This is dedicated to anyone who is surrounded by a small fringe element of unfortunately foolish, selfish, and otherwise ignorant family and supposed friends. A couple of friends mentioned in a discussion yesterday that they had been accused by ex-partners, kids, and others of faking it. I am sure people have asked the same about my symptoms once or twice, and it is time to address it. As I write below, it is unhelpful, extremely patronising and frankly offensive. In the 0.000001% of cases of someone seriously trying to fake it, they have really chosen the wrong disease.
In a previous article called “Am I imagining it? Seriously?” I actually wrote the following: “Please note that I am not talking about the few [insert word of choice] people who say to PD people that they are faking it. I have had it a couple of times, and I know others have had it. I won’t merit this with a response. However, in a more subtle form, I have seen many try to dismiss it or empathize badly by saying it is just old age. Sadly it is not, however…”
Now sadly, I am addressing this [insert word of choice] group. I am NOT writing to the millions of carers, friends, and family of people with Parkinson’s who find it difficult to comprehend, understand, and struggle with the constant change and dynamism of the disease and who get frustrated by it – that is normal, and you are good people dealing with difficult circumstances – this article is NOT directed at you!!!!!! Truly!!!!!!!! You all get A* for your support and effort and don’t really need to read on.
To those who believe someone you know is faking it…
If you want to pick a disease to ‘fake,’ can I first say that Parkinson’s (at least the one I know) is in so many ways not the one to choose…with it comes a massive barrage of truly unpleasant symptoms, one on top of the other from little things like loss of handwriting and smell (I actually call these minor despite them destroying pastimes like enjoying whisky, which were very important to me), to a tremor for many (not significant for me) and sudden body movements which are really not pleasant, to freezing, being unable to walk unaided, choking suddenly, and the fun of falling at random moments.

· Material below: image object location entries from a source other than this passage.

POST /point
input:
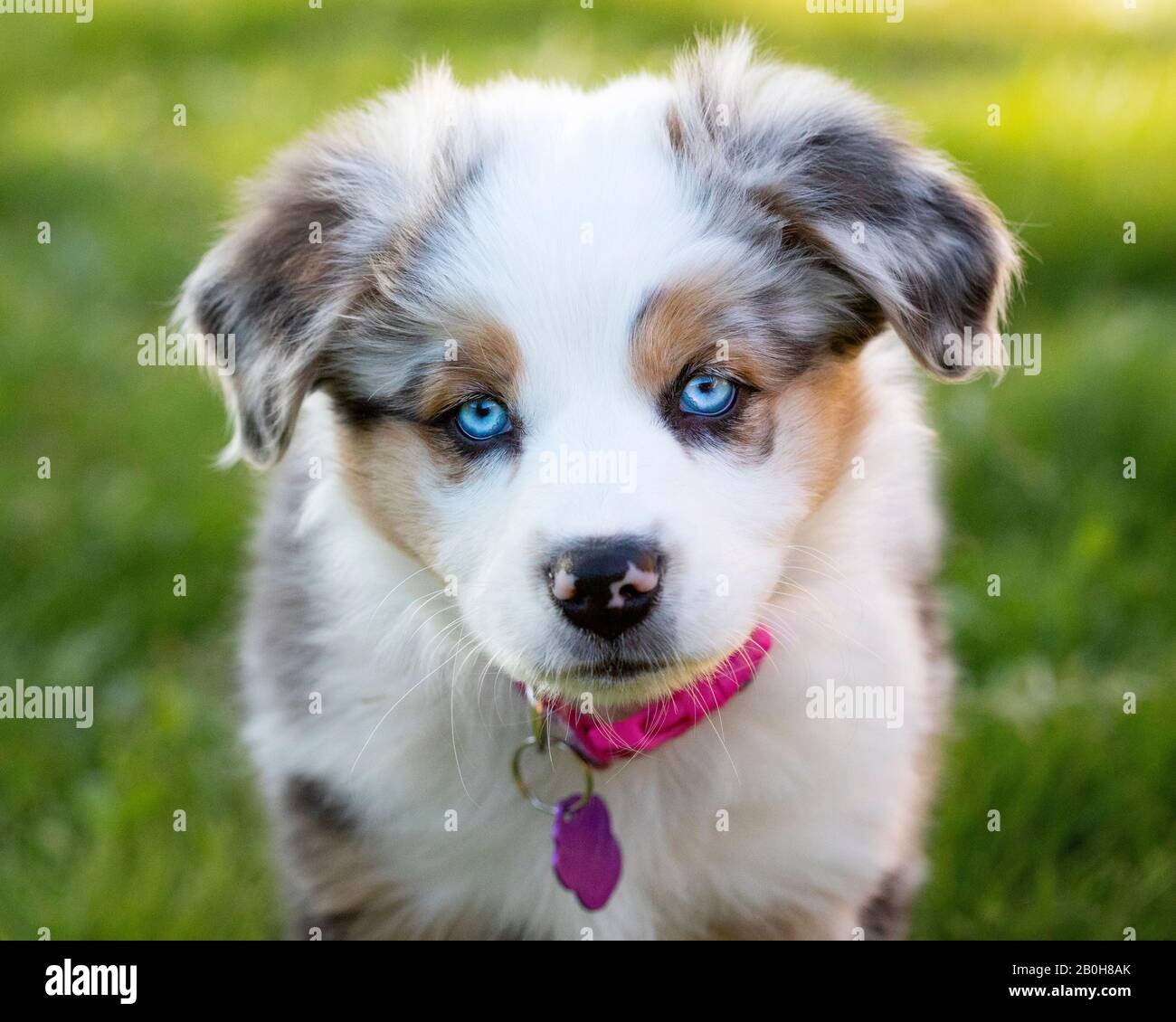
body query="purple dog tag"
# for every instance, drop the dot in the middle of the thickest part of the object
(587, 858)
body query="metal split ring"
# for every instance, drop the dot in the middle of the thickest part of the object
(541, 748)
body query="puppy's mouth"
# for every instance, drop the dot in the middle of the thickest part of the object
(621, 684)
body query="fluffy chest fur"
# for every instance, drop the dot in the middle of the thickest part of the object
(765, 819)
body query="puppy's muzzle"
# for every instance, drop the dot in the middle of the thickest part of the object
(607, 586)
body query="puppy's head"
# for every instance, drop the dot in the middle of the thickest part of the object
(593, 355)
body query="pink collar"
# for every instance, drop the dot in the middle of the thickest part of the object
(602, 741)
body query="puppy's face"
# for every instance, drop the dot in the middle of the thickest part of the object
(593, 355)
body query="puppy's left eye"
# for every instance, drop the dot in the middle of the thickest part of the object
(707, 395)
(482, 419)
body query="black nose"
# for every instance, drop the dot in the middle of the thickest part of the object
(606, 586)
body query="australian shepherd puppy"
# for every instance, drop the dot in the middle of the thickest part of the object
(583, 400)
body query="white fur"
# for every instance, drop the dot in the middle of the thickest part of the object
(819, 809)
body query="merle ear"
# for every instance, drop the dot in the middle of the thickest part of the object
(278, 282)
(927, 251)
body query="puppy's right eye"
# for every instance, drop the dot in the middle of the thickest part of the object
(482, 419)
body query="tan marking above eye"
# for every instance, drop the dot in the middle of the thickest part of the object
(487, 361)
(682, 326)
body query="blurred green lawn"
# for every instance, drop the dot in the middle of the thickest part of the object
(1033, 468)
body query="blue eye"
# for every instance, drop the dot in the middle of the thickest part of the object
(482, 419)
(707, 395)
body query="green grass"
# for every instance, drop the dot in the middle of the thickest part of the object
(1031, 469)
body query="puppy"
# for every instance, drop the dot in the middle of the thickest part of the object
(565, 395)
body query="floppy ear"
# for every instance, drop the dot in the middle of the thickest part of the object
(925, 250)
(304, 251)
(279, 281)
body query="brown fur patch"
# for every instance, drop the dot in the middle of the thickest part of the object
(487, 361)
(388, 467)
(685, 325)
(830, 406)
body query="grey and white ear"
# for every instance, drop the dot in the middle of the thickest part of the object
(925, 250)
(275, 285)
(283, 277)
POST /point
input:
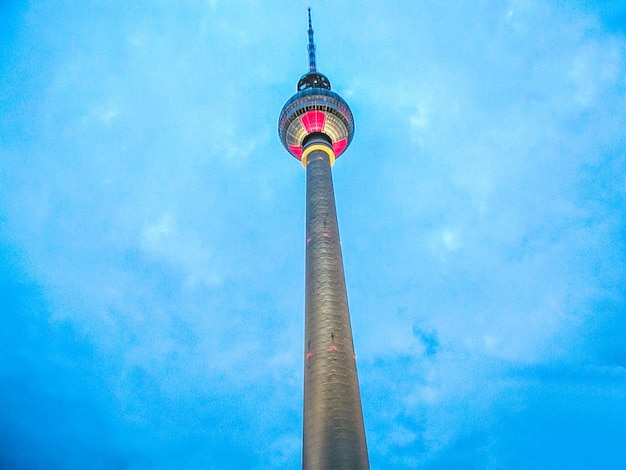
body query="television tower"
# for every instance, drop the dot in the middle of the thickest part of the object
(316, 126)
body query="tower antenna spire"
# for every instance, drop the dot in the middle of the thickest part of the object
(311, 46)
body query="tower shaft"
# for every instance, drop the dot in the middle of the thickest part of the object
(334, 435)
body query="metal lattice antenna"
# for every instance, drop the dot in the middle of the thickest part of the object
(311, 47)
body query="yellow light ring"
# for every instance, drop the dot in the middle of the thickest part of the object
(324, 148)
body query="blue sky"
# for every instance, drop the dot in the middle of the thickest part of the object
(151, 231)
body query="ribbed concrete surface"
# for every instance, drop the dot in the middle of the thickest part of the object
(334, 436)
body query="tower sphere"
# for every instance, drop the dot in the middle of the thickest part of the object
(315, 112)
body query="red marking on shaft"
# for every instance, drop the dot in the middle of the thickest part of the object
(340, 146)
(297, 151)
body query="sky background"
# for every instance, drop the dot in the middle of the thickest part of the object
(152, 231)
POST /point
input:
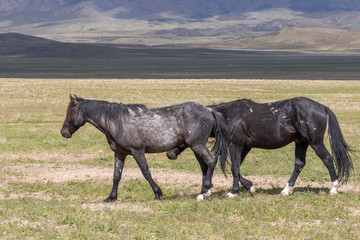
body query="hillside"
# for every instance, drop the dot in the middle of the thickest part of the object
(311, 39)
(171, 21)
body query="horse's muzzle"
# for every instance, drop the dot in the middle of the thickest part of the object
(65, 133)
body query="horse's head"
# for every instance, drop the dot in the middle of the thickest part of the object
(74, 118)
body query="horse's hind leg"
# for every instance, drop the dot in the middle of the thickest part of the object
(207, 162)
(141, 161)
(118, 168)
(327, 159)
(238, 154)
(300, 156)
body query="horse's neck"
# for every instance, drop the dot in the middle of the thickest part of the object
(100, 120)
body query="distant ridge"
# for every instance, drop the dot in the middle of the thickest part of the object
(310, 39)
(15, 44)
(171, 21)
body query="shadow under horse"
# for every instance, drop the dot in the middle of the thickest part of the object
(135, 130)
(274, 125)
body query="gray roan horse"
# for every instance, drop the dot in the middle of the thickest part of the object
(274, 125)
(136, 130)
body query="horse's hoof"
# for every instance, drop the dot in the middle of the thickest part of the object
(110, 199)
(252, 191)
(333, 190)
(200, 198)
(171, 155)
(287, 191)
(231, 195)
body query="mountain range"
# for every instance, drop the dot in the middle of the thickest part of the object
(171, 21)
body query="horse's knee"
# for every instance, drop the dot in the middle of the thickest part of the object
(116, 179)
(299, 165)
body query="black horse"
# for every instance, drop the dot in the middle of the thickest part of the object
(274, 125)
(136, 130)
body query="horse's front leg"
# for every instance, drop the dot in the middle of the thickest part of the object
(118, 168)
(139, 156)
(207, 163)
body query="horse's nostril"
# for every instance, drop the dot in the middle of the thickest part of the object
(65, 134)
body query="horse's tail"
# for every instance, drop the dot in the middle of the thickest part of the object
(339, 148)
(220, 146)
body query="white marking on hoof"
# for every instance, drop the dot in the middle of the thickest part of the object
(287, 191)
(200, 198)
(252, 190)
(231, 195)
(333, 190)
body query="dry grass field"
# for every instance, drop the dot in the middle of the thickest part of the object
(53, 188)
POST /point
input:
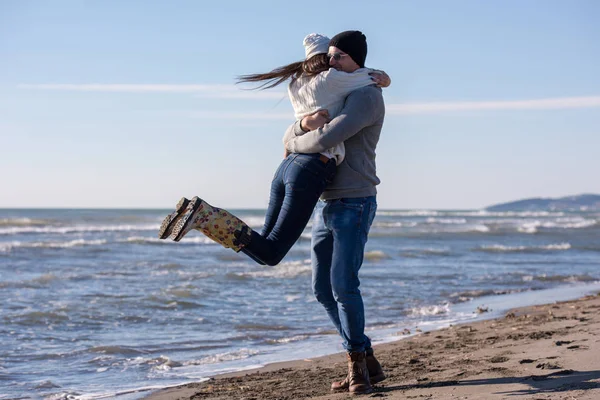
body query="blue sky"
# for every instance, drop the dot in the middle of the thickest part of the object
(133, 104)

More than that, it comes with a life sentence and the added benefit of getting progressively worse. That means to the fakers out there, once you pretend you have it, you are locked in for life, and you have to make it look ever worse…so prepare your nappies and wheelchair because you are in for a lifetime ride (although recent surveys show that it has a significant impact on life expectancy, so I suppose that is some relief). As I wrote some time ago…
In this regards, a well-known study, one of whose authors is Professor Bas Bloem, one of the world’s leading Parkinson’s experts (which you can access here), is quite shocking. This study shows that those with PD diagnosed at 55 will, on average, live much less. In men the difference is estimated at 11 years less and 6 for women. (You can also listen to it on a podcast called 2 Parkies in a Pod – Apple or Spotify)

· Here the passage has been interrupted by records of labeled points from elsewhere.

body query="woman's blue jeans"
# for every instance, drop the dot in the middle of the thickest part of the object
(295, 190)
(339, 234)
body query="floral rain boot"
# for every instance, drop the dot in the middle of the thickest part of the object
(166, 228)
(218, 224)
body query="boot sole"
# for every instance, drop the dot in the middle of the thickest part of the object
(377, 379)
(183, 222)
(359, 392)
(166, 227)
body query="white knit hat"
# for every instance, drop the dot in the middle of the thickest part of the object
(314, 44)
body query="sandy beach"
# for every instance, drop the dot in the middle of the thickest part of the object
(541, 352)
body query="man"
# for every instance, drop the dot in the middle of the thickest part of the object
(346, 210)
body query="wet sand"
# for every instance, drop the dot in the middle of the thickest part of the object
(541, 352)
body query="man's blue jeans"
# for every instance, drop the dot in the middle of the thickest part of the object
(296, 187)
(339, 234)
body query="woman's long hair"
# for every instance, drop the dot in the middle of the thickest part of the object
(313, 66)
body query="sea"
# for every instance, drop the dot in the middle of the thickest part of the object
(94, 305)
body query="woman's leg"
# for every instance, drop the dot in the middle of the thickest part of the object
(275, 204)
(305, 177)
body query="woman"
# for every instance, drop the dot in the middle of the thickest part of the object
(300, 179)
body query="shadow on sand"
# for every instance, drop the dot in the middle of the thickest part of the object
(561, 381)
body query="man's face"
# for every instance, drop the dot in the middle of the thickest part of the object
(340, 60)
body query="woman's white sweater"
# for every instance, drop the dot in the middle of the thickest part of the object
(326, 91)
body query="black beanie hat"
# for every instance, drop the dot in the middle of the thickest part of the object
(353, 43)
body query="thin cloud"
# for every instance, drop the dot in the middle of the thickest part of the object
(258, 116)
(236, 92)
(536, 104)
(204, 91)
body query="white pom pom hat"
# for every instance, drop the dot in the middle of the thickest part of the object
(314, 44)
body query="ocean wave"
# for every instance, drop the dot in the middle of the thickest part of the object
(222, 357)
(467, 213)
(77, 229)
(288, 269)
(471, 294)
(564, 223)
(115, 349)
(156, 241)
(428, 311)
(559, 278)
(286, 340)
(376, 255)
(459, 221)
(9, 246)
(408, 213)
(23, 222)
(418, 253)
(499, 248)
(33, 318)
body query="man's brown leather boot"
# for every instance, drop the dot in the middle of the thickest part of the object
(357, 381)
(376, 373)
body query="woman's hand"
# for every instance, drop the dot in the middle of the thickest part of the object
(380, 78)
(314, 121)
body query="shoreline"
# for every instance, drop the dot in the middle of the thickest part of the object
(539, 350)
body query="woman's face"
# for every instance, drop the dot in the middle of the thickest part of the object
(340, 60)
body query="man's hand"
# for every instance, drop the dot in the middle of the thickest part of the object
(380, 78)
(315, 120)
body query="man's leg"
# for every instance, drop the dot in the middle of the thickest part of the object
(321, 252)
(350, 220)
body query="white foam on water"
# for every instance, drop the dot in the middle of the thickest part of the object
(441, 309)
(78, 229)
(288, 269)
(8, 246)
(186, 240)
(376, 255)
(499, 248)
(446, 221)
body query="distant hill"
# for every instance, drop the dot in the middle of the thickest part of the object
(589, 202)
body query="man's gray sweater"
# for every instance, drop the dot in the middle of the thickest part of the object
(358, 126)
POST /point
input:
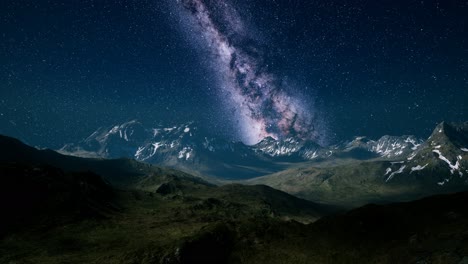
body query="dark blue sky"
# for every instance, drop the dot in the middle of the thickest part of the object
(68, 67)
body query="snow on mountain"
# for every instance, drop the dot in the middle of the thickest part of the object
(441, 155)
(185, 143)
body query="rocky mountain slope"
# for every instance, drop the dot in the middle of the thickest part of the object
(56, 209)
(188, 148)
(439, 165)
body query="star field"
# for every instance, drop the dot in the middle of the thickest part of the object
(360, 68)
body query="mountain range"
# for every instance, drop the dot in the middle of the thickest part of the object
(191, 149)
(350, 174)
(66, 209)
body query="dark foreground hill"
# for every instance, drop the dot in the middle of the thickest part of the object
(52, 213)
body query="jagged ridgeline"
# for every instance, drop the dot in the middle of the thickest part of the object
(65, 209)
(189, 148)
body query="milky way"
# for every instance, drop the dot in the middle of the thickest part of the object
(263, 105)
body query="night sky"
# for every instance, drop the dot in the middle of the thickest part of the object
(319, 70)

So as the popular adage goes – Just because you don’t understand it doesn’t mean it isn’t so.
It is a cheap shot to throw at people who are truly suffering. People with Parkinson’s have more than enough to deal with without being emotionally abused by being called fakes.
I am sure it would be preferred if our heads were shaved, were forced to be bedridden, or something simpler for your mind to comprehend, but Parkinson’s doesn’t work that way. It is a disease that hits the central nervous system of the brain (the Operational Center of the body, etc.) and causes a shortage of its primary fuel – dopamine. Without sufficient dopamine, the brain is unable to transmit signals to correctly coordinate movement and also has the same impact on mood and other critical functions. It is unpredictable and evolving.

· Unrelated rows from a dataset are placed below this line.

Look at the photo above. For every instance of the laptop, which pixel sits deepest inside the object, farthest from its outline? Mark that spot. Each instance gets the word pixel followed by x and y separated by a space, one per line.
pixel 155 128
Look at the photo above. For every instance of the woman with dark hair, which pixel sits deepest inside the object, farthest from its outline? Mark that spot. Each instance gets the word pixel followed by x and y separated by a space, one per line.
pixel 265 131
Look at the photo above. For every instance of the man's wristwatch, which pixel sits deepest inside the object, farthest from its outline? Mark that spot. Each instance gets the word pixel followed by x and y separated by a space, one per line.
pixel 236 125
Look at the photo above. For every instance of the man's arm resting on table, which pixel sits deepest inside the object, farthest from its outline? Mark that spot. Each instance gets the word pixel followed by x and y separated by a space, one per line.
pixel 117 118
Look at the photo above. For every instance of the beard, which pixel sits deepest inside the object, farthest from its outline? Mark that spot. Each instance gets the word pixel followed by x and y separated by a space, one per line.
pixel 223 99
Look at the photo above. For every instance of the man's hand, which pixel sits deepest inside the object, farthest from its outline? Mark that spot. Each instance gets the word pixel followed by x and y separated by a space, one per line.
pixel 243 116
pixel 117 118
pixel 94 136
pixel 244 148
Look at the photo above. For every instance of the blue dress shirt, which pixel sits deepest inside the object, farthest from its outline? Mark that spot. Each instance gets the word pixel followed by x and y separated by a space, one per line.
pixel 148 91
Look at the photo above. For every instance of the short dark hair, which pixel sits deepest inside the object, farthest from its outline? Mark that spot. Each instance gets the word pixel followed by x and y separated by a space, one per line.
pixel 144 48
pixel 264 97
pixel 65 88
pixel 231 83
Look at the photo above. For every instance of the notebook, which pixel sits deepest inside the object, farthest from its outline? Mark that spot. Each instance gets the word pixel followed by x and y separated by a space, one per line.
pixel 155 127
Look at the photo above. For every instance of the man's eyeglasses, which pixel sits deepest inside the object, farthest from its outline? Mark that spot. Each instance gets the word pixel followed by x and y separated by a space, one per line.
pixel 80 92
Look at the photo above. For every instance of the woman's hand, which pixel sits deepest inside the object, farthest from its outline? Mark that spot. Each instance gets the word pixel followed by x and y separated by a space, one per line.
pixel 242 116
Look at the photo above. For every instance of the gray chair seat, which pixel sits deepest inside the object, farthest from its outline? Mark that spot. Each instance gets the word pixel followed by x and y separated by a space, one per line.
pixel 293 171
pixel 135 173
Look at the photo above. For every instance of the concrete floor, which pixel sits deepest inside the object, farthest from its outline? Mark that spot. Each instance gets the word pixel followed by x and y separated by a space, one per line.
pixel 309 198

It is like a plane that starts to run out of hydraulic fluid or whose power runs low because of a lack of fuel – you are never quite sure what the first system to be impacted will be – the lights, the wipers, the steering, etc. – it is unpredictable, but trust me when I say that no one wants to be sitting on that plane.
So, to those who think your friend or loved one is faking it – can I suggest that you give it a little thought and consideration and entertain that maybe they are suffering and trying their very best to continue to operate as normally as they can in very difficult circumstances. Parkinson’s is a roller coaster that changes on a dime (exactly due to the nature I have described above). To the person with Parkinson’s, it feels weird and at times surreal (the moments I freeze I wonder truly what is happening), but please don’t think the person is faking it.
To anyone who is faking it…you made a really bad choice!
To those with Parkinson’s – all I can say is that in some ways, it is a compliment. It shows that you are not easily being beaten by the beast – you are not taking it lying down. It shows that you are trying your best to carry on a normal life despite the symptoms, and if people see that as ‘faking it,’ it is much, much better than giving in to their image of an ill person (wheelchair, etc.), which comes when Parkinson’s, after many years, gains the upper hand. I say keep living, keep fighting, keep giving people pause to think that you ‘don’t look so bad.’